Greg is a retired law enforcement officer from the Arlington County Sheriff’s office. Carla has worked at the Department of Transportation for the past 32 years. They made sure their kids didn’t specialize in one sport, as Chase played soccer until eighth grade, basketball until his junior year and even sang in the choir early in high school.

Carla proudly recounted in an interview this fall how Chase wasn’t allowed a cellphone until high school, didn’t have a television in his bedroom and couldn’t get a tattoo until college. When he finally did, he called home and asked his mom: “Are you still gonna love me if I get a tattoo?”

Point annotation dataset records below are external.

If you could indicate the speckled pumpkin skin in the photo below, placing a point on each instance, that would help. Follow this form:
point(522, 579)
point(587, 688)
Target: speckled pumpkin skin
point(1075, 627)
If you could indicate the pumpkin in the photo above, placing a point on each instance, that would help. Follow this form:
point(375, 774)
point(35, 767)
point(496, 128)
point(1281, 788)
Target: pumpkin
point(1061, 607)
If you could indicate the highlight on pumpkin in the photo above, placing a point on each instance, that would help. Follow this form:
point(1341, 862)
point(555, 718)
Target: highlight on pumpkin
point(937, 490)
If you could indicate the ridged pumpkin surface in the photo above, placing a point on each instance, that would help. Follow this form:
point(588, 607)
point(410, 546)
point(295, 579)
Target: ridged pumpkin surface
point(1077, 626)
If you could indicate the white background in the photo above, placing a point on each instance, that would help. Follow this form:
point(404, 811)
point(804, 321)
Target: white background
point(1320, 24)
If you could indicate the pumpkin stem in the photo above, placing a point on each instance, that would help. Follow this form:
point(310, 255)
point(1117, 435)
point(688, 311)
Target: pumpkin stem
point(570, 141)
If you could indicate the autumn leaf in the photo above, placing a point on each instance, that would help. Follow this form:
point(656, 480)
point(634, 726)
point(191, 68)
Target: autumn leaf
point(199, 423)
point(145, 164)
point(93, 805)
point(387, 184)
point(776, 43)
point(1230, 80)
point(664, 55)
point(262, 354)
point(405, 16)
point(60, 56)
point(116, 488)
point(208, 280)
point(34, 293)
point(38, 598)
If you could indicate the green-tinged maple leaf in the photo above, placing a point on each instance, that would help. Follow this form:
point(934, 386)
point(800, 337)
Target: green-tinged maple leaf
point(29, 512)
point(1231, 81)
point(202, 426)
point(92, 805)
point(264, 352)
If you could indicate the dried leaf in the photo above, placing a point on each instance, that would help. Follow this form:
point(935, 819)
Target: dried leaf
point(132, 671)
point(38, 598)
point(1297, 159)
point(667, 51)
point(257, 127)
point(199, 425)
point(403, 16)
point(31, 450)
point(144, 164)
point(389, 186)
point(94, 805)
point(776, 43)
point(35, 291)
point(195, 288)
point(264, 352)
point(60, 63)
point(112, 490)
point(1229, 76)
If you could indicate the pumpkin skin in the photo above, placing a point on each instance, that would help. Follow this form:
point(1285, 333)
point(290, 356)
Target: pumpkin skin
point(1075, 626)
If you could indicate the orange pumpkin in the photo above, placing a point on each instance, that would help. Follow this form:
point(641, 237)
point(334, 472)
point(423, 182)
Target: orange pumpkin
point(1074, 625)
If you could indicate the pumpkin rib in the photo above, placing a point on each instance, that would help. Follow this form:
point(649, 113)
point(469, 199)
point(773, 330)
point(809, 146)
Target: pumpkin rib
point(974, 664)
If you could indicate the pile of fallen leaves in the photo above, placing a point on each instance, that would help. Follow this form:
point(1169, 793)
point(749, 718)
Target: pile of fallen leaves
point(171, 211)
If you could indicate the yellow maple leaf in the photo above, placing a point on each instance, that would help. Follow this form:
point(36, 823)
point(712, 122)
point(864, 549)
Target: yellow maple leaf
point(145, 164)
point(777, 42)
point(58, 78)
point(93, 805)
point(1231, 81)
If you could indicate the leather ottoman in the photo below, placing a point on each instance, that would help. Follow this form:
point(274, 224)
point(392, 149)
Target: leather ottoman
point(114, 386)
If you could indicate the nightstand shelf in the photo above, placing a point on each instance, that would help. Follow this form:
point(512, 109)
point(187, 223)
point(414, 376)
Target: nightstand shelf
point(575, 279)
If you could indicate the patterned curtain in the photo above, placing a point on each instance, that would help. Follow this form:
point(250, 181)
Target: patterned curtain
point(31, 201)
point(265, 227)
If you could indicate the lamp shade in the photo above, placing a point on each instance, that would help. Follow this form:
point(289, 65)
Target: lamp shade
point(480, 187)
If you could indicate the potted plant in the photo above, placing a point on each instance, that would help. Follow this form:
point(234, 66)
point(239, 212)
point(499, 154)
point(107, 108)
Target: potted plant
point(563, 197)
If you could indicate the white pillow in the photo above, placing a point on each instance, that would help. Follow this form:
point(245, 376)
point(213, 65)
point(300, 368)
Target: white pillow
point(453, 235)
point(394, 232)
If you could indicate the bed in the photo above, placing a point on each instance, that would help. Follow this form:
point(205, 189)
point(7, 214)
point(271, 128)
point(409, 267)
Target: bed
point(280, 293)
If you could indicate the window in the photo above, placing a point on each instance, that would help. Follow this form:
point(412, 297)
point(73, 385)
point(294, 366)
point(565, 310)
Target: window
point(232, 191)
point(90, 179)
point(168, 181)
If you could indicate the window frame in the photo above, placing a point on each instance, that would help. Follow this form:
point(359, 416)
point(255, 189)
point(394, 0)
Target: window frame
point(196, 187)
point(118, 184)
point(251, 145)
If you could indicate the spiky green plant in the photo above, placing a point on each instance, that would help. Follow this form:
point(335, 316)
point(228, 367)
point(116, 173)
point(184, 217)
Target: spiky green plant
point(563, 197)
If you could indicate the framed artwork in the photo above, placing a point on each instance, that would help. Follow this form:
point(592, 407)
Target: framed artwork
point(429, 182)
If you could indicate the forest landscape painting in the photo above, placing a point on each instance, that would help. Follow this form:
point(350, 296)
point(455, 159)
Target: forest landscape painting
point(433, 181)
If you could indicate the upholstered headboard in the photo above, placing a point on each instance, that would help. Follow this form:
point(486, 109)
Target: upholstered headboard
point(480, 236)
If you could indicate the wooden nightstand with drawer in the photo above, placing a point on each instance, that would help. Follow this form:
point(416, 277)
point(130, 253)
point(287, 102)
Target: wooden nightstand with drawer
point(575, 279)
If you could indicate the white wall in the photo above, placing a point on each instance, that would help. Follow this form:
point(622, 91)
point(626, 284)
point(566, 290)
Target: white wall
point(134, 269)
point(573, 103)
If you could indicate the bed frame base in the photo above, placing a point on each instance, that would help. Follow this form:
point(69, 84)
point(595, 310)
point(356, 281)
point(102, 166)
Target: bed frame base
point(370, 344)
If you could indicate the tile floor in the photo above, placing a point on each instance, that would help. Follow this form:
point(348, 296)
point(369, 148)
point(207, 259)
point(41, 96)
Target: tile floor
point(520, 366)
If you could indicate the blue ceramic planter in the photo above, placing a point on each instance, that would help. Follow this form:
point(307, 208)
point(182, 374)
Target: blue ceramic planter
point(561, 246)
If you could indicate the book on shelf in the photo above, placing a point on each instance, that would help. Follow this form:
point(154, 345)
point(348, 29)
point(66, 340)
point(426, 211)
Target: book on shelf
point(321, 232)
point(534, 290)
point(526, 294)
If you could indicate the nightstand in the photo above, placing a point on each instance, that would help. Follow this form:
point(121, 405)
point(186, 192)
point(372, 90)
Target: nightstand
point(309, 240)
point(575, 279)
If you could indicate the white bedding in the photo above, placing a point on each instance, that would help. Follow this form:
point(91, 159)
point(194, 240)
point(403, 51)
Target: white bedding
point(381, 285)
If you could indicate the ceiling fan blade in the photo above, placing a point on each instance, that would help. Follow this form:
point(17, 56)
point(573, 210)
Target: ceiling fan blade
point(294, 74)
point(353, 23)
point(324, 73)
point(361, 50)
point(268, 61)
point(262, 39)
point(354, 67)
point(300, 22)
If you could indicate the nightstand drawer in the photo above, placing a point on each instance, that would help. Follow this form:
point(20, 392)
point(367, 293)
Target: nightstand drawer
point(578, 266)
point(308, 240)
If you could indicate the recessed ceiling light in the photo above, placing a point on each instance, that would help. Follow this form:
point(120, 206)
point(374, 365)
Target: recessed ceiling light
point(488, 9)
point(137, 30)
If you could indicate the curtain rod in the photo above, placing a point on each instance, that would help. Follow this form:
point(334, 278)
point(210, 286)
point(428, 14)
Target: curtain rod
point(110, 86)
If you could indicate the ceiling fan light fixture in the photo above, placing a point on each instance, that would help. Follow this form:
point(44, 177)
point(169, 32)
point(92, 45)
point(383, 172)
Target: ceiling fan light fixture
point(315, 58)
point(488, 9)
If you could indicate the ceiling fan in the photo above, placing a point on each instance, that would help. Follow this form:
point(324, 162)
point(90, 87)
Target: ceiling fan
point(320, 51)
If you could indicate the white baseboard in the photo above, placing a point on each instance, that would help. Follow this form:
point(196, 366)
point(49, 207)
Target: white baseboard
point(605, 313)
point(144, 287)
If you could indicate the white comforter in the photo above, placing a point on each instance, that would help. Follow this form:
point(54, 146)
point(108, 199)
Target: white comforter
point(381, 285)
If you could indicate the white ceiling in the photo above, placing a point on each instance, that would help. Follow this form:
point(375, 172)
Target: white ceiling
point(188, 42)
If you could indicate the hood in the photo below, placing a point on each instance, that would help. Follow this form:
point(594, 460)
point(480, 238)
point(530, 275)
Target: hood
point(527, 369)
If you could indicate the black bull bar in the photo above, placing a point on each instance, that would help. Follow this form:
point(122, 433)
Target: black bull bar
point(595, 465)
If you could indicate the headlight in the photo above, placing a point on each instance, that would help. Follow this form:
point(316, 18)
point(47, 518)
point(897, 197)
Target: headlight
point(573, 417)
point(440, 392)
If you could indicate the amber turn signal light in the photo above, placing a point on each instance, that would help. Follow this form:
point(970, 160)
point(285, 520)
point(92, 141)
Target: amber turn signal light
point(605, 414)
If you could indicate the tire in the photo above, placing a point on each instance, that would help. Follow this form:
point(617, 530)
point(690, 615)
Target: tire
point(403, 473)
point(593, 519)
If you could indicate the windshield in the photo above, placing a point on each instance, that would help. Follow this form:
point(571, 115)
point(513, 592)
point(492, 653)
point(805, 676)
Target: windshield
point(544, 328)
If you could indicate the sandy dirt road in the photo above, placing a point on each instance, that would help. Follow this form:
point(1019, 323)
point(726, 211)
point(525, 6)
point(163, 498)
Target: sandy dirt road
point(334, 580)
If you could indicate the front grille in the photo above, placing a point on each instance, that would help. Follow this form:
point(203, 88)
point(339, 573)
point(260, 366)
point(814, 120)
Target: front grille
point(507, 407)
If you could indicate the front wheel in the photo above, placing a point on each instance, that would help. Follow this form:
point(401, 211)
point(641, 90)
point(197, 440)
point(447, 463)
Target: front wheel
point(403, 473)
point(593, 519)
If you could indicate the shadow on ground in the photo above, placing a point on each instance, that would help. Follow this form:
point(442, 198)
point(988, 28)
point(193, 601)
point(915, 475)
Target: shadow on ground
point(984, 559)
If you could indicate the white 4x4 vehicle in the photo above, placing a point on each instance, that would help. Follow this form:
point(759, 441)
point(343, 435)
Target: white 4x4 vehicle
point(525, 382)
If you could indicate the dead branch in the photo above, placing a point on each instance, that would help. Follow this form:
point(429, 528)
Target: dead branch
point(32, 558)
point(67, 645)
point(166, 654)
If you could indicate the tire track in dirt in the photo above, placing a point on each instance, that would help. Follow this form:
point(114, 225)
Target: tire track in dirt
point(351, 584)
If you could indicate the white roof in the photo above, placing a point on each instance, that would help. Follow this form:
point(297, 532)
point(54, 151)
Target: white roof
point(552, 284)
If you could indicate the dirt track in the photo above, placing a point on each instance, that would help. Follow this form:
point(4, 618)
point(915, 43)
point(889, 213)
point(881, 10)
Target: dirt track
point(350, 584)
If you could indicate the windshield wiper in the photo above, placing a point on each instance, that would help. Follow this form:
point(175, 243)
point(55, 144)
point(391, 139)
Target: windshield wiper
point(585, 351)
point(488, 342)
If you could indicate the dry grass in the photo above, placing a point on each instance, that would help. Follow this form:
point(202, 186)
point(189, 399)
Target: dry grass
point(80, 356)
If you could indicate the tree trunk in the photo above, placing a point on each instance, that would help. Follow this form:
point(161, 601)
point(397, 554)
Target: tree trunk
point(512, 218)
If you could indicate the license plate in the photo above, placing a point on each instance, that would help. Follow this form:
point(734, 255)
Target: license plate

Young has incredible speed

4) Young played his final season at Ohio State for defensive coordinator Jeff Hafley, a longtime NFL assistant who is now the head coach at Boston College. In a film breakdown of Young with Yahoo Sports in his office earlier this year, Hafley freeze-framed the film as Young took off on the ball a half-step ahead before any of the five Florida Atlantic offensive linemen moved. “Doesn’t it look like he’s running out of the blocks in a track meet?” Hafley asked.

It’s a fitting metaphor for how Young is heading into the NFL, as he clearly had the most natural talent of any player in the sport last season. “There’s only 10 guys like him in the world,” then-FAU coach Lane Kiffin told Yahoo Sports.

Where Young needs to develop

5) Hafley’s time in the NFL before returning back to college for a single season at Ohio State gives him unique perspective at how Young could end up being used in the NFL.

Hafley told Yahoo Sports this week that the two most important defensive positions in this NFL era are rush end and shutdown corners. He expects Young to immediately impact the pass game with his rush ability, but will need to develop stopping the run. Still, he expects him to bull rush onto the NFL scene: “Chase can just wreck a game so quickly. He’ll have instant and immediate impact for him.”